Al calare del sole del terzo giorno furono celebrati i funerali delle vittime del terremoto. Inizialmente i morti vennero posati uno addosso all'altro, uomini, donne, ragazzi, tutti insieme sopra ai carri che, muovendosi in fila, formavano un lugubre corteo. Don Lombardi volle risparmiare ai parenti quell'orribile visione, specialmente in un momento dove tutto era già sofferenza, così chiese ai fedeli di attendere nelle tende e recitare il rosario mentre lui avrebbe accompagnato il corteo funebre. I cadaveri vennero sepolti in una grande fossa comune nel cimitero.
Quella notte un fortissimo vento sembrava rimarcare il lamento e la sofferenza delle persone che non ce l'avevano fatta, mentre la forte pioggia le lacrime versate dai familiari superstiti.

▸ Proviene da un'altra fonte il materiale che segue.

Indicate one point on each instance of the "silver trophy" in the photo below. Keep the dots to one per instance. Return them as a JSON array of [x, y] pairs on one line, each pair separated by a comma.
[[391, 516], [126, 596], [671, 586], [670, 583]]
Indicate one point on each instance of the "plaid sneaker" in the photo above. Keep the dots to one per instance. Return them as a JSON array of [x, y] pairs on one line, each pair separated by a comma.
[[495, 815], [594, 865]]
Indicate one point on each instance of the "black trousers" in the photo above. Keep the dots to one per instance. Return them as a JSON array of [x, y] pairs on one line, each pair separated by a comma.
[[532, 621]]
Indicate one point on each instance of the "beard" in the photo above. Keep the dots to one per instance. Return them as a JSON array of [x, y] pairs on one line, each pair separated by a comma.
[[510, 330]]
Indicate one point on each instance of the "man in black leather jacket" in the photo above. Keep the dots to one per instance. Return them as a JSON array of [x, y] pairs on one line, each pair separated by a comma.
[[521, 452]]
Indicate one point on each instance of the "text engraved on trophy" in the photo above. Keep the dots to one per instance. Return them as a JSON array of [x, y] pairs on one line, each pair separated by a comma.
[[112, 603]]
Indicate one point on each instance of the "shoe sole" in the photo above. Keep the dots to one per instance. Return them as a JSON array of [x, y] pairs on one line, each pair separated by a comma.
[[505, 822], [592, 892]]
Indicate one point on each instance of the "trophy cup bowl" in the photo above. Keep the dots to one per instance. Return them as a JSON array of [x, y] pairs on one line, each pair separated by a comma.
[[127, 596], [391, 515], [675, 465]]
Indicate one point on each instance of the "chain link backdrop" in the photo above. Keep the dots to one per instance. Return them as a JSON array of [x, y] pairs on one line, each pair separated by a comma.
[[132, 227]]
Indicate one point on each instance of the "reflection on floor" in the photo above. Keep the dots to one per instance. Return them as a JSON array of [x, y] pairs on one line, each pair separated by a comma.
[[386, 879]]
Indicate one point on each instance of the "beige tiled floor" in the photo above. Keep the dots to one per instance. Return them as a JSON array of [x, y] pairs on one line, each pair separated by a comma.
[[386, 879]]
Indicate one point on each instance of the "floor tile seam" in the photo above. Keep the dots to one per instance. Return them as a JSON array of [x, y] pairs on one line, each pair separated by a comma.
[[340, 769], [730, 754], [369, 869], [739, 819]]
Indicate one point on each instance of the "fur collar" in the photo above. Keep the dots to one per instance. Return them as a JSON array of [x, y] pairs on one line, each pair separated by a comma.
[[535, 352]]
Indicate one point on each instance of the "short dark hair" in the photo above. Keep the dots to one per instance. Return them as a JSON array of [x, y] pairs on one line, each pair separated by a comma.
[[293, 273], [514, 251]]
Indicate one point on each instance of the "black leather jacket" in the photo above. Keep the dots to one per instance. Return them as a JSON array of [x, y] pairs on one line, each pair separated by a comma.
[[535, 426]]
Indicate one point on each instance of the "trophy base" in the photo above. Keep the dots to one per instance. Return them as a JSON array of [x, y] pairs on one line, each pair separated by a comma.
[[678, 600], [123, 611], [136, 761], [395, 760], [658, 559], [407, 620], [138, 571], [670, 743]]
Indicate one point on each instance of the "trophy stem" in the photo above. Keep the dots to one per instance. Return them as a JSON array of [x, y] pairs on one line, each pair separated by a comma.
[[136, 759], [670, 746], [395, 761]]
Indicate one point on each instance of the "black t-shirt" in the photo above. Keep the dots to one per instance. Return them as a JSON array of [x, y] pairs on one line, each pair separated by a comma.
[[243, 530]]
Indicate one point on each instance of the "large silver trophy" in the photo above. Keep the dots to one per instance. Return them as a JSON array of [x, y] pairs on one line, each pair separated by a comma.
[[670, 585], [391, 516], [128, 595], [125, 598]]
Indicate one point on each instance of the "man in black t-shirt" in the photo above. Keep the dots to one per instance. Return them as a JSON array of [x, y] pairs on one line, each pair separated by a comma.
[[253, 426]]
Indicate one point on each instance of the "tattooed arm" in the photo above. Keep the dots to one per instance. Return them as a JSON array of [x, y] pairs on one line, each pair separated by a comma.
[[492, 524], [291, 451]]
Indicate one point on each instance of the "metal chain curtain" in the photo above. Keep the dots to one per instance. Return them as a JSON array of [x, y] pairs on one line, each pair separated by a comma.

Sabato 26 febbraio e i giorni seguenti
Al quarto giorno dal disastro, la popolazione di Bussana si ritrovava ancora accampata sotto rifugi di fortuna, che poco riparavano dal rigido freddo di fine febbraio. Un primo miglioramento arrivò con quaranta tende coniche di tipo militare, ma si continuava a dormire vestiti ed a vivere nella promiscuità, in quanto ogn tenda veniva occupata anche da 15-20 persone. Di giorno la situazione non era più favorevole: il vento e l'umidità non permettevano di accendere il fuoco e quindi, nonostante l'arrivo di vari generi alimentari come pasta, riso, carne, le persone erano costrette a mangiare solo pane per l'impossibilità di avere cibo caldo. Era necessario costruire le baracche che avrebbero non poco sollevato quella gente.
Abbiamo focalizzato l'attenzione su Bussana, ma Il problema si poneva in tutta la Riviera con particolare urgenza in quelle località dove il terremoto aveva abbattuto quasi tutte le case.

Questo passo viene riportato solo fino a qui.